— Да? — Ухмыльнулся я. — Тогда почему для партийной номенклатуры существует отдельное спецобслуживание. Отдельные больницы, магазины, санатории, почти у каждого в доме прислуга. И отдыхать они ездят на курорты Болгарии, Венгрии, Чехословакии, в Юрмалу, а дети их отрываются в элитных пионерских лагерях на Чёрном море.
— У нас в десятом «А» учится Вера Чистякова, дочь заместителя первого секретаря горисполкома, очень хорошая девочка. — Отмахнулась Наина и мы снова поспешили в школу.
— Есть ещё и Генка Третьяков из того же десятого, который как царь ходит по школе, — подсказал я. — У него тоже родители какие-то шишки. У нас просто город маленький, вот дети элиты и вынуждены учиться вместе с нами. Придёт время, и родители их будут посылать получать образование за границу. В Англию к примеру.
— Не сочиняй ерунды, — недовольно пробубнила учительница физики и математики.
Я хотел было специально для Наины мысленно обрисовать график с двумя переменными, из которого было бы видно к чему катится «перестройка», вместе с «Прожектором перестройки», но не стал. Не за горами те дни, когда она и сама всё увидит своими глазами.
В школе перед последним уроком физики ко мне с Рысцовым на перемене подкатили десятиклассники вместе с Генкой, у которого была перевязана и загипсована правая рука. И разговор почему-то повёл трус и прохиндей Зюзя.
— Эта, футболист, в субботу будет ещё одна дискотека в школьной столовой. Ты как, придёшь?
— Нет, конечно. — Усмехнулся я. — Надоело кулаками махать, в общем, у меня другие планы.

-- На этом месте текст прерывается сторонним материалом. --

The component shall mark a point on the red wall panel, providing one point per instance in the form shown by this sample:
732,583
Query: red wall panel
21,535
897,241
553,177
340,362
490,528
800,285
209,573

— Тут дело такое, — замялся Зюзин, которого тут же перебил Генка Третьяков:
— Заткнись Зюзя. В субботу целая кодла из ПТУ в школу завалится. К девчонкам нашим будут приставать, деньги с пацанов трясти. Отпор надо бы им дать, а я сам видишь не в форме. — Десятиклассник показал свой загипсованный кулак.
— Нам без поддержки нормальной против них не выстоять, — сказал Лёха, высокий черноволосый парень тоже из десятого «А», с которым я играл зимой в одной хоккейной команде. Кроме того, отцы наши были знакомы и работали на одном участке, да и он был такой же фанатичный спортсмен, капитан сборной школы по футболу и баскетболу только среди десятых и девятых классов.
— Из-за тебя же Гена руку сломал, — простонал Зюзя.
— А кодла — это сколько? И нельзя ли всё миром решить, побазарить просто? — Спросил я и при этом подумал, что в прошлой юности жизнь моя как-то была поспокойней и все эти «тёрки» мимо меня прошли.
— Человек тридцать, а может, и больше они собирают, — ответил Генка. — И побазарить с ними можно, но сначала нужно силу показать. Со слабыми переговоров не ведут.
— Тогда гоните десятку, я её трудовику отдам, чтоб он мне нунчаки сделал, — скрепя сердце, протянул я руку.
— Это как у Брюса Ли что ли? Ха-ха, — хохтнул Генка Третьяков и вытащил из кармана десять рублей. — Смотри, чтоб трудовик на неделю не забухал, ха-ха. Нунчаки, мужики, дело хорошее, только ими можно себе же и по башке настучать. Надеюсь, ты, футболист, не такой криворукий.
— Сам видишь, хожу без гипса, — съязвил я, показав свои ещё пока целые кулаки.
Когда же десятиклассники оставили меня в покое, ко мне тут же подбежала взволнованная наша комсомольская активистка Томка Полякова:
— Что они от тебя хотели? Опять Генка задирается? Пора вопрос об его безобразном поведении ставить на совете дружины школы!
— Точно. — Заулыбался я. — Нужно его из комсомола исключить и принять обратно в пионеры, чтобы ему стало стыдно.